# South American Planted Tank Fish (Feedback)



## mkeevil (Oct 22, 2006)

Here is the list I have so far... any suggestions.

I'm still trying to determine how many of each type... but any feedback would be helpful.


Bolivian Ram 
Gold Ram 
Flag Cichlid
Double Red
Redstripe Dwarf Cichlid
Cory Cat's
Otocinclus spp


----------



## nkambae (Nov 6, 2007)

What size tank? A 58 gallon? Methinks you might be having constant squabbles over turf going on in your tank. All of the cichlids mentioned have similar requirements for their territories. I would be trimming that list and setting up another tank! Maybe a pair of one type and a pair of another type would work well together. I recommend you shy away from mixing apistos as there is the possibility of hybridization and continual picking at each other. 

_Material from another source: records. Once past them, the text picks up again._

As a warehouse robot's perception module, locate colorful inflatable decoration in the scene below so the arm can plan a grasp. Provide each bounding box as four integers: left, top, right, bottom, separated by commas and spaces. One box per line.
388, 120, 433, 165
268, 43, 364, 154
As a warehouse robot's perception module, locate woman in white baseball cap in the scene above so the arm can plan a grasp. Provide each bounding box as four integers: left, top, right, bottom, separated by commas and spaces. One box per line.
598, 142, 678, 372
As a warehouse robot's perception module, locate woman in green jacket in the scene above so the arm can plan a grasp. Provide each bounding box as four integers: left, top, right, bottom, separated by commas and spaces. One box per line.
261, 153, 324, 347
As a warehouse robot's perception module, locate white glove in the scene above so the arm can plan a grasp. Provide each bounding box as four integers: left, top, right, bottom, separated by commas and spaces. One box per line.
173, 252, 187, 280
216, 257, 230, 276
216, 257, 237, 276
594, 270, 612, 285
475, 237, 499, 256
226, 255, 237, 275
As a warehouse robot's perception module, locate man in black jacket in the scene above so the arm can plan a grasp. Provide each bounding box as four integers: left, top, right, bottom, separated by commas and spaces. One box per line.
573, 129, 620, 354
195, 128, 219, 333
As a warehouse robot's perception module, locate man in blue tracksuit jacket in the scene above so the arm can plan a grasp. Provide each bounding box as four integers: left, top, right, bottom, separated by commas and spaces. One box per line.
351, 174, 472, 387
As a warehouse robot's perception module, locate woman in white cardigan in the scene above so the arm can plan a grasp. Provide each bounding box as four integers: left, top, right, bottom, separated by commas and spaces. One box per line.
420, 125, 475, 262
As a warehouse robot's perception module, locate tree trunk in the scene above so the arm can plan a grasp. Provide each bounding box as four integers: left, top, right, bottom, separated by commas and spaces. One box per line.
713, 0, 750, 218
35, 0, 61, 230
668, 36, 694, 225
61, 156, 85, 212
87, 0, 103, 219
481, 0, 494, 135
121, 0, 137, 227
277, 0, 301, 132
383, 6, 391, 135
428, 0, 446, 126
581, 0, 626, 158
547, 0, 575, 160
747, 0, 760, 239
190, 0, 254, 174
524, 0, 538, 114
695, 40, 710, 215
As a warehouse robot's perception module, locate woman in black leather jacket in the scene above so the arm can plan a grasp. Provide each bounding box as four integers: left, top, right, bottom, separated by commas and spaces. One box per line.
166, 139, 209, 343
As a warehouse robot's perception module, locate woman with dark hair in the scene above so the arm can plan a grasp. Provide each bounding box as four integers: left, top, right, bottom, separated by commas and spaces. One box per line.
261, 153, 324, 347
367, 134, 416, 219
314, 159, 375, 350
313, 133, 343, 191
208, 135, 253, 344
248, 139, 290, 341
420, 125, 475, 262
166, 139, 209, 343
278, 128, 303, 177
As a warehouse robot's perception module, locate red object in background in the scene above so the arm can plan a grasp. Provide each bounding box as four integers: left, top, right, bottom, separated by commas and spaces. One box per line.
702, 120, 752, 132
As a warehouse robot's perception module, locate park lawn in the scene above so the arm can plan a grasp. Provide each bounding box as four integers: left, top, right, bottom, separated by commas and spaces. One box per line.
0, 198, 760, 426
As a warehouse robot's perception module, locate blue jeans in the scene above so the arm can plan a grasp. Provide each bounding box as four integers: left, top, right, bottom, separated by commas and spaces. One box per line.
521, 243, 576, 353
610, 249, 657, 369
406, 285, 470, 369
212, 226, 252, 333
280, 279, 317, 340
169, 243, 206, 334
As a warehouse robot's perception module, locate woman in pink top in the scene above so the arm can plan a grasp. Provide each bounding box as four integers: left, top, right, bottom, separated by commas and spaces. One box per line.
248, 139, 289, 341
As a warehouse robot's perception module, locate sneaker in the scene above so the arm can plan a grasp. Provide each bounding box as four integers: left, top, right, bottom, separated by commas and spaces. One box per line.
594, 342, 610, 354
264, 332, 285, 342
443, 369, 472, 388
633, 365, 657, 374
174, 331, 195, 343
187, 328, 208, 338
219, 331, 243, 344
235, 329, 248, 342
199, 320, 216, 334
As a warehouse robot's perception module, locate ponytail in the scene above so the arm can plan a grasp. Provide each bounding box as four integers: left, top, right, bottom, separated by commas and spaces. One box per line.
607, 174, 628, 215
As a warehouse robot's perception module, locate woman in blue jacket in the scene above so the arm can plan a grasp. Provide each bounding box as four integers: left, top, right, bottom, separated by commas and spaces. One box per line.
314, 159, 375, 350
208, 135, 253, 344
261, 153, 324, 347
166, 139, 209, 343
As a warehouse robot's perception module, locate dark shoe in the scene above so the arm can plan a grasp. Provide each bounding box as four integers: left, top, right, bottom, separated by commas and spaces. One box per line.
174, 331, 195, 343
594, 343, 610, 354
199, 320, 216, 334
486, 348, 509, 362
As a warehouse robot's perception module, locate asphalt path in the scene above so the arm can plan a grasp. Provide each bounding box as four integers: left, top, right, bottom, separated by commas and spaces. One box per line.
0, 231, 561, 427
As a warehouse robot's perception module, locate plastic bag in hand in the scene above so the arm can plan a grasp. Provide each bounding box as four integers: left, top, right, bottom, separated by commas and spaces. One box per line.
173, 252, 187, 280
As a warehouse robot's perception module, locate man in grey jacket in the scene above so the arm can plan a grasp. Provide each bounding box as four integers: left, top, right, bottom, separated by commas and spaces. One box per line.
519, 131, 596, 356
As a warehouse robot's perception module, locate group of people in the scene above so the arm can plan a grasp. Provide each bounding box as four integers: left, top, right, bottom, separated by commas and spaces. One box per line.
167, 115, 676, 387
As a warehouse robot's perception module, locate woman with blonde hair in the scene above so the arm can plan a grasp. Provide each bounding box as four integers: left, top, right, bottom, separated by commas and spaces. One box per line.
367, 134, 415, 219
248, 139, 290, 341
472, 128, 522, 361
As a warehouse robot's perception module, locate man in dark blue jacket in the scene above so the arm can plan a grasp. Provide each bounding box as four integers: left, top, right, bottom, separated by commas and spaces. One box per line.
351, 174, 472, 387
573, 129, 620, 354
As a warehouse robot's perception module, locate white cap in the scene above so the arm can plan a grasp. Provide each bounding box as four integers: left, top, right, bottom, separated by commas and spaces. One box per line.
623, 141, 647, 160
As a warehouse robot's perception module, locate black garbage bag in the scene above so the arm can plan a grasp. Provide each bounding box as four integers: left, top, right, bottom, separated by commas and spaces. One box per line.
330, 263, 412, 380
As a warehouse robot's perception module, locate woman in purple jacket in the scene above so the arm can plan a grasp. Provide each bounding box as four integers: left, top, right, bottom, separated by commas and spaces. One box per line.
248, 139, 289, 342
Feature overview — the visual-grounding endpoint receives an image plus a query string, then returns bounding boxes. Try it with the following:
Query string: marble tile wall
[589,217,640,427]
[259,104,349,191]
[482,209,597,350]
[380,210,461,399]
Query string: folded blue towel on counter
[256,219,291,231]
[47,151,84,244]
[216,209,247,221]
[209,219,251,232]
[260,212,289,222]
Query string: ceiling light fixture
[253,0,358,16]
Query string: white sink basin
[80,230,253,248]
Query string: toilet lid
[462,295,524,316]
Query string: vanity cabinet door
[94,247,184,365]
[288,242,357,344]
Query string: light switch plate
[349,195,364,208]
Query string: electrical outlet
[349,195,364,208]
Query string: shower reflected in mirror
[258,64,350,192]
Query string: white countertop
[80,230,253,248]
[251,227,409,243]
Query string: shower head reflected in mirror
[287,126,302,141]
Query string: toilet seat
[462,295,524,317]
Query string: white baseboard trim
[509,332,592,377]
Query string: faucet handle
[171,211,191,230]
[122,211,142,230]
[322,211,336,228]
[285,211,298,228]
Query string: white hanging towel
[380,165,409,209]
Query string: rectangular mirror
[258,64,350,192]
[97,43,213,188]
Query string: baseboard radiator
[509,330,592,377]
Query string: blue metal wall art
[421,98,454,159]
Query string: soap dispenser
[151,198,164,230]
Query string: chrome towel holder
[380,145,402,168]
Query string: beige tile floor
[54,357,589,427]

It is VERY easy to succumb to the temptation of packing 'em in there because it is a pretty good size tank and they are not very large fish... I know, I've done it before. Territorial fish tend to need more room than we think they do. Sight lines need to be broken by plants and hardscape as well as providing many hiding places because the dominant fish are relentless in their pursuit of the vanquished. In the wild, the sub dominant fish can flee from the dominant fish's territory. In our aquariums they really can't and at some point they will blunder into the aggressor's domain and the cycle begins anew. 

Maybe you could do one pair of each of two species and provide an area for each on opposite sides of the tank with plants and hardscape between the two to keep them out of each others line of sight. I hope some others will pitch in here with some other ideas. We have a lot of experienced people on the forum who can offer some additional insights. Good luck.

stu


----------



## Six (May 29, 2006)

Cool. Dwarf cichlid fan- one of my favorite fish. I agree- maybe 2 pairs of 2 species and a mix of schooling fish with the otos and maybe some cories in a 58. I would still watch the cichlids for when they lay down turf and grow, the species may overlap and have problems. The other thing is that cichlids are awesome because they care for their young/are able to be bred in aquariums. When kept with other species of cichlids this is unlikely to happen. 

Food for thought. GL!


----------



## mkeevil (Oct 22, 2006)

Ok.. take two... how about something like this:

2-Mikrogeophagus altispinosa "Bolivian Ram"
4-Apistogramma hongsloi "Redstripe Dwarf Cichlid"
4-Cory Cat
2-Bleeding Heart Tetra
2-Pristella Tetra
6-Rummy-Nose Tetra


Is this over stocked, or can I fit more small Tetra's?


----------



## Kets (Feb 20, 2008)

I'd suggest upping the cories and each type of tetra to 6.


----------



## mkeevil (Oct 22, 2006)

2-Mikrogeophagus altispinosa "Bolivian Ram"
4-Apistogramma hongsloi "Redstripe Dwarf Cichlid"
6-Cory Cat
6-Bleeding Heart Tetra
6-Pristella Tetra
6-Rummy-Nose Tetra

or do you mean

2-Mikrogeophagus altispinosa "Bolivian Ram"
4-Apistogramma hongsloi "Redstripe Dwarf Cichlid"
6-Cory Cat
6-Bleeding Heart Tetra
6-Pristella Tetra
12-Rummy-Nose Tetra


----------



## Kets (Feb 20, 2008)

The first.

EDIT: Also, I suggest only one or two pairs of cichlids.


----------



## nkambae (Nov 6, 2007)

What Kets said!

stu


----------



## mkeevil (Oct 22, 2006)

Thanks for the input... 
Going to go get some of them tomorrow!


----------



## nkambae (Nov 6, 2007)

Very cool. Have fun and don't forget to to give us some pics!!

stu


----------